Here is one example, from Broadlands P.S. student Nebyou. What you see on the projection is the Hyperscore screen. The crazy doodle is the composition. The music is being played by members of the Toronto Symphony Youth Orchestra:
Terauds says, “I have to admit that the ease with which the user becomes a creator worries me, because it feels too easy. Part of me considers this to be a form of pseudo creation, that only the careful application of pencil (and eraser) to notation paper is real creation.”
But the results have convinced him otherwise:
These children, many of whom I’m sure haven’t had any lessons music theory, were truly and fully engaged with the act of creating music.
Isn’t that what we all dream of?
The fact that their work will eventually find itself performed on the stage of Roy Thomson Hall seems almost superfluous after this amazing accomplishment.
Hundreds of school kids in Toronto will have a chance to get their hands on Hyperscore and contribute to creating a new work for the Toronto Symphony Orchestra. The project is the brainchild of composer Tod Machover, who was commissioned by the orchestra to write a new piece to be premiered at the New Creations Festival in March of 2013. Rather than retreat to the solitude of his studio, Machover decided to open up the composing process to the entire city. A group of adventurous and committed school teachers took up the challenge and have developed a most creative and engaging curriculum around Hyperscore. We can’t wait to see what their students come up with!
We recently received audio recordings of several compositions by participants in the Hyperscore II project for the famed Skaneateles Music Festival. In April and May of 2011, composer Stacy Garrop visited schools in upstate New York, teaching students what it takes to compose music. Stacy helped kids of all ages to discover the music within; participants ranged in age from 10 to adult and included students from A.J. Smith Elementary in Union Springs, West Genesee Middle School and Skaneateles High School, as well as employees of ChaseDesign.

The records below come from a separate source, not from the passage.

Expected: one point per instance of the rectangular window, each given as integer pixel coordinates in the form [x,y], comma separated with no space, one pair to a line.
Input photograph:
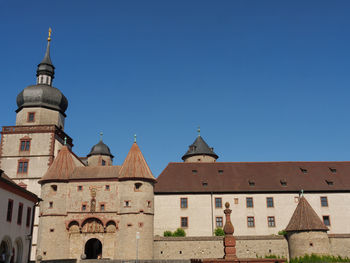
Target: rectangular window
[218,202]
[219,221]
[250,202]
[31,117]
[326,220]
[250,221]
[269,201]
[324,201]
[271,221]
[9,210]
[24,145]
[184,221]
[20,212]
[183,202]
[22,167]
[29,213]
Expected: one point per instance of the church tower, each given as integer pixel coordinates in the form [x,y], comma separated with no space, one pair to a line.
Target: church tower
[28,148]
[199,151]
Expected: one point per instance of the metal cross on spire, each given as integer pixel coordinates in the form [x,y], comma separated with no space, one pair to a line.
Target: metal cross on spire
[49,37]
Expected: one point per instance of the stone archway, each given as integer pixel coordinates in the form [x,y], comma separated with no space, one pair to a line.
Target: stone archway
[93,249]
[5,250]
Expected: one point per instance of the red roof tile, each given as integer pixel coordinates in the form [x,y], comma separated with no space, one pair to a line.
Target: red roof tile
[135,166]
[61,168]
[254,177]
[305,218]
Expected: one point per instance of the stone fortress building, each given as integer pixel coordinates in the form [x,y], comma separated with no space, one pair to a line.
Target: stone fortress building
[93,209]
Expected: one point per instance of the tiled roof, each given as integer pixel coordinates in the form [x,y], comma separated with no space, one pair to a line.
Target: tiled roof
[305,218]
[135,166]
[62,166]
[95,172]
[254,177]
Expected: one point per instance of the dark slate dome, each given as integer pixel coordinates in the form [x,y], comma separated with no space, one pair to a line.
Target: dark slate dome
[100,149]
[199,147]
[42,95]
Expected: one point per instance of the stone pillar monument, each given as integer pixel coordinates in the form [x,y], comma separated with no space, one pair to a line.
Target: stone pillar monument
[229,240]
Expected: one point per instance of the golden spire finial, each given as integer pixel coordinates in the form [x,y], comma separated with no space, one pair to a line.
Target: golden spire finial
[49,38]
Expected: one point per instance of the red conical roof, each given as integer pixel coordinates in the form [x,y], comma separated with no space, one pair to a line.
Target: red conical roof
[135,166]
[305,218]
[61,168]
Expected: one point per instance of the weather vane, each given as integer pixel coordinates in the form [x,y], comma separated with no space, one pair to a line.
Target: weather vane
[49,38]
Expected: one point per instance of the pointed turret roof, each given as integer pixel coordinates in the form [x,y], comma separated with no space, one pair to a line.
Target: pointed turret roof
[135,166]
[61,168]
[199,147]
[305,218]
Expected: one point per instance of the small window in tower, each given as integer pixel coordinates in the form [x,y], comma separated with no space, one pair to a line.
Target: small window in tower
[329,182]
[303,170]
[333,170]
[283,182]
[22,167]
[31,117]
[24,145]
[326,220]
[138,186]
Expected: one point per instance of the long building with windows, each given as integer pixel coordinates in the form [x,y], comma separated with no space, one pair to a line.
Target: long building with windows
[263,195]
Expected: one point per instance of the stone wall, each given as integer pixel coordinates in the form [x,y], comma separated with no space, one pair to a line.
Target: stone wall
[340,245]
[212,247]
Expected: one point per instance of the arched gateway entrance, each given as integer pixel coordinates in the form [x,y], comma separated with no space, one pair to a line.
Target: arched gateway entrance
[93,248]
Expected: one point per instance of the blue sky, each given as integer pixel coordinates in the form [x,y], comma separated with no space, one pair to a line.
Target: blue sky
[265,80]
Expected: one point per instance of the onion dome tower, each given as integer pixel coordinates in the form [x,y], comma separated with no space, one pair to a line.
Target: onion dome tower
[199,151]
[42,103]
[306,233]
[100,154]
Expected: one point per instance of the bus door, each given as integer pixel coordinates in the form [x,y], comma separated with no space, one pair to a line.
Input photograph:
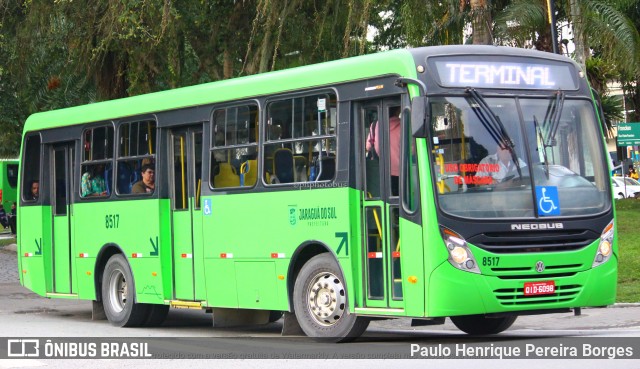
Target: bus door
[380,212]
[185,165]
[61,188]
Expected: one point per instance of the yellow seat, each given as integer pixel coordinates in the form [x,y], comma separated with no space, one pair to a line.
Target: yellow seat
[226,177]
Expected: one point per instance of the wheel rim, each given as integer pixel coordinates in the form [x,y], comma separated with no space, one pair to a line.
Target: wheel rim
[326,299]
[117,291]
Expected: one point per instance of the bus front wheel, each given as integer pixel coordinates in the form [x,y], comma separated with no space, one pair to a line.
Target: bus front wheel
[480,324]
[320,302]
[118,295]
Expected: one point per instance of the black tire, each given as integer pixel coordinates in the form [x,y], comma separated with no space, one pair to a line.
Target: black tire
[156,316]
[320,302]
[481,325]
[118,295]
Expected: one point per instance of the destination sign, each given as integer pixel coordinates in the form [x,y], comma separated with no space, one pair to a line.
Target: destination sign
[496,73]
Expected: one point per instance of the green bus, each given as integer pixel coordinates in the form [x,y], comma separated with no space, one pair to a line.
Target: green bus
[467,182]
[8,183]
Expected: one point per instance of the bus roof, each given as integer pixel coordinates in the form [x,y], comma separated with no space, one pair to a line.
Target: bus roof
[390,62]
[401,62]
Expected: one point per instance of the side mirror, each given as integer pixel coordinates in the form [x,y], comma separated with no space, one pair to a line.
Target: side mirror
[419,116]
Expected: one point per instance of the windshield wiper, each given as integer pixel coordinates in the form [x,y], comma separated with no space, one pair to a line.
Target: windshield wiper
[553,114]
[540,142]
[494,125]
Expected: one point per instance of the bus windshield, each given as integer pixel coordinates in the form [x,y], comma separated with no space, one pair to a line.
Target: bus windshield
[517,157]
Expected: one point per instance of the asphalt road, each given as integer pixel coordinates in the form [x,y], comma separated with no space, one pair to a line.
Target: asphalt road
[25,314]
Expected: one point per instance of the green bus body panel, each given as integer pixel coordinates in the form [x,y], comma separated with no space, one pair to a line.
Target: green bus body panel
[257,285]
[183,255]
[34,249]
[62,267]
[385,63]
[238,229]
[198,253]
[137,231]
[412,255]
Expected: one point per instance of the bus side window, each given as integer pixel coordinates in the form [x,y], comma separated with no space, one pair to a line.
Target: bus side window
[31,172]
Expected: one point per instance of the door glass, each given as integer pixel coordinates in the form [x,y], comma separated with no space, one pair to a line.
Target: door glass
[375,271]
[372,164]
[180,171]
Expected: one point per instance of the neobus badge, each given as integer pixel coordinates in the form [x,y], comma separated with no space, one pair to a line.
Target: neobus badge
[465,72]
[535,226]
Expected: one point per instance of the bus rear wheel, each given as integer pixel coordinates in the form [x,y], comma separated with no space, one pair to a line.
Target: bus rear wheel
[481,325]
[320,302]
[118,295]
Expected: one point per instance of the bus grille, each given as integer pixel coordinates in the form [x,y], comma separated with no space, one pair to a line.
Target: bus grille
[533,242]
[516,297]
[528,273]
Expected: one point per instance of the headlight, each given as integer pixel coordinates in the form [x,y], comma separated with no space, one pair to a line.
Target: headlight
[605,248]
[460,255]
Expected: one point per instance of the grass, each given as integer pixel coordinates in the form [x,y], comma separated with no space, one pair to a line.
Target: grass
[628,213]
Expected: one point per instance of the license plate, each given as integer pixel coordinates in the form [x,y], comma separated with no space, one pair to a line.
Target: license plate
[539,288]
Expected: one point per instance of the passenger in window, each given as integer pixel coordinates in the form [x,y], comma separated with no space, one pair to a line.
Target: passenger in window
[92,183]
[632,172]
[148,182]
[499,166]
[373,142]
[34,190]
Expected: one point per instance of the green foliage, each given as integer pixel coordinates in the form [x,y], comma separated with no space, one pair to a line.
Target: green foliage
[628,215]
[61,53]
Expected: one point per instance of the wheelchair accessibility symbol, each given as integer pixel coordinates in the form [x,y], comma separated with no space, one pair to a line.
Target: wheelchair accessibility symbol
[206,207]
[548,201]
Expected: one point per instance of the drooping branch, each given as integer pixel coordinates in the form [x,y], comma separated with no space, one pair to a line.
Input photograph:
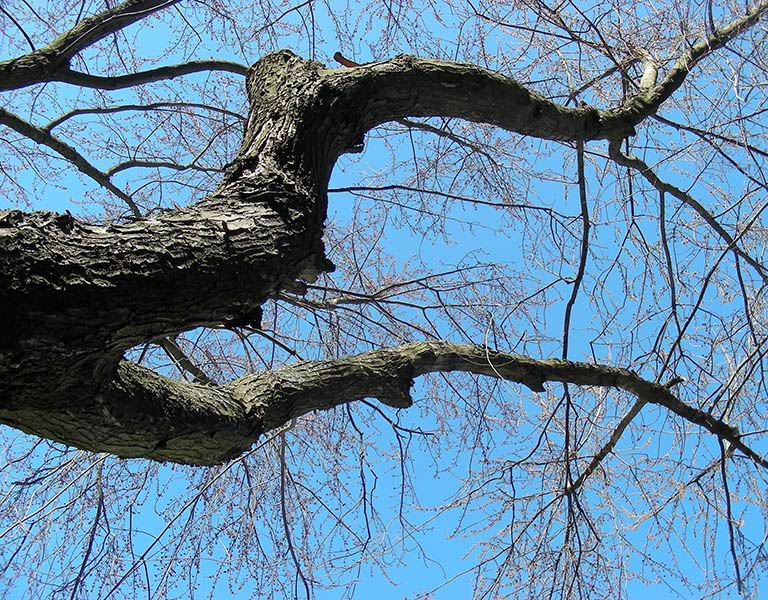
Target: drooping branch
[75,296]
[650,97]
[45,138]
[142,414]
[119,82]
[45,63]
[633,162]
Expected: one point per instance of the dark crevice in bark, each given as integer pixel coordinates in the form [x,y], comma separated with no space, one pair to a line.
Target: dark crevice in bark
[77,296]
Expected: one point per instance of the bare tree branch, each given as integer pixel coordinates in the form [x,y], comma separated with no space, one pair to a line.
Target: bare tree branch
[43,137]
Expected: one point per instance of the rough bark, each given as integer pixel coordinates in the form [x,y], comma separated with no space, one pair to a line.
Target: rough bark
[76,296]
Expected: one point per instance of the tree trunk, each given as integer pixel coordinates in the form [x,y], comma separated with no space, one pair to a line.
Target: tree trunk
[76,296]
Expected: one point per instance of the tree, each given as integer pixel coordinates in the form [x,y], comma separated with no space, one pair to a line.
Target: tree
[218,258]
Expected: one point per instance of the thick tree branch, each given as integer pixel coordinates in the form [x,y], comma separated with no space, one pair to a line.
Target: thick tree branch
[633,162]
[75,296]
[650,97]
[142,414]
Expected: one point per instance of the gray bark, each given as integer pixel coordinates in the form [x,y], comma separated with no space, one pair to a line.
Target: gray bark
[76,296]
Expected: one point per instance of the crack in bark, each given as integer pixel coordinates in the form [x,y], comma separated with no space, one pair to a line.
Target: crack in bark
[76,296]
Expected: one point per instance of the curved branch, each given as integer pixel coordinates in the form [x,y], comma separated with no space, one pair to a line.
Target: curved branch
[633,162]
[143,414]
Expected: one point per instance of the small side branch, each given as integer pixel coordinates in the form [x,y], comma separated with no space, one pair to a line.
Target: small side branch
[633,162]
[45,138]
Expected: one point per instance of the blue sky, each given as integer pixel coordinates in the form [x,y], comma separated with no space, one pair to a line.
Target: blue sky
[472,234]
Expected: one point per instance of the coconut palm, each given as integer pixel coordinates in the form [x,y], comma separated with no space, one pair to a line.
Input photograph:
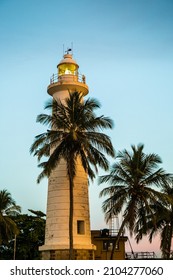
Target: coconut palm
[132,183]
[164,223]
[8,209]
[75,132]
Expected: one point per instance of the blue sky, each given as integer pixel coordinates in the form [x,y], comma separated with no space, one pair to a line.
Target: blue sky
[125,50]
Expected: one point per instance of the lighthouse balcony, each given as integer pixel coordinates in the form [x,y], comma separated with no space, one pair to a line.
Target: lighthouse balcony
[67,82]
[55,78]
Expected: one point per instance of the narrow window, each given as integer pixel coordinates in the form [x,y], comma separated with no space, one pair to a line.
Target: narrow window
[80,227]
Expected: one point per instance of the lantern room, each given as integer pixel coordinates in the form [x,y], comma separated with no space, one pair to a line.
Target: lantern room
[67,66]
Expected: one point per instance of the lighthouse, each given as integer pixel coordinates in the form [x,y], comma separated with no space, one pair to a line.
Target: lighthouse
[56,246]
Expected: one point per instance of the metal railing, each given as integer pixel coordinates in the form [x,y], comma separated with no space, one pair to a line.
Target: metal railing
[55,78]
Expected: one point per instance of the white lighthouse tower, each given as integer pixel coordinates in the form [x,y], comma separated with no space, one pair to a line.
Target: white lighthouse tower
[56,245]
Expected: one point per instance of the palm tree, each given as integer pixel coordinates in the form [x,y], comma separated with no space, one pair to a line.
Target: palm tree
[132,180]
[74,133]
[8,209]
[164,222]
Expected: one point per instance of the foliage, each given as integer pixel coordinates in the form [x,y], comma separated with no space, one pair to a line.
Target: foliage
[134,180]
[164,223]
[75,132]
[31,236]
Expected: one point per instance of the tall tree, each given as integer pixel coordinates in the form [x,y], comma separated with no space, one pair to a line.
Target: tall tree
[8,209]
[164,222]
[133,181]
[27,242]
[75,132]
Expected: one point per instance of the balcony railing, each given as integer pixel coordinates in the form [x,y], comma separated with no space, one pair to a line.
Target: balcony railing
[55,78]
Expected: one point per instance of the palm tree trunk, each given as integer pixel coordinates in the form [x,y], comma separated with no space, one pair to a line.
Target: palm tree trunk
[115,243]
[71,184]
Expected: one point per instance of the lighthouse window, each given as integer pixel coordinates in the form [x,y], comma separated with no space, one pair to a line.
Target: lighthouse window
[80,227]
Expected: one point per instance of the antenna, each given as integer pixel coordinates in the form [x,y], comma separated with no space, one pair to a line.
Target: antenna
[72,48]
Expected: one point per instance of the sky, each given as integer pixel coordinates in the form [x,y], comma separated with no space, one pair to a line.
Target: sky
[125,50]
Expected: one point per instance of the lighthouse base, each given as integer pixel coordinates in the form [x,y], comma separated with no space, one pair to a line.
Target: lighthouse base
[63,254]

The project culminated with the Hyperscore II Community Celebration at the 2011 festival.
We were very impressed by how each piece expresses a distinctive personality and diversity of structure. Click on the gallery images below to see what these pieces look like in Hyperscore. Do take a listen and share your thoughts!
The opulent Armenian Opera Theater in the heart of Armenia’s capital Yerevan reverberated with some truly fresh sounds on the evening of February 25, 2012, as two of Armenia’s elite musical ensembles dug into new pieces composed entirely by children from Armenia and the United States. The concert, “A-to-A: A World in Harmony,” featured the Armenian Philharmonic Orchestra and DOGMA, one of the country’s most popular rock bands. The event was co-sponsored by the LUYS Education Foundation and the U.S. Embassy in Yerevan to celebrate the embassy’s 20th anniversary.
Despite the composers’ youth – they ranged in age from 8 to 14 – their work was rich and rewarding to hear, thanks to the boost their musical imaginations received from Hyperscore, a music-creation software developed at the Massachusetts Institute of Technology’s Media Lab by a team led by renowned composer Tod Machover. Hyperscore puts unprecedented composing power into the hands of people who long to express themselves musically, regardless of their formal training. More than that, Hyperscore turns out to be an exceptional tool for collaborative creativity. One of the pieces receiving its world premiere at the Yerevan event was jointly composed by children in Boston and Armenia.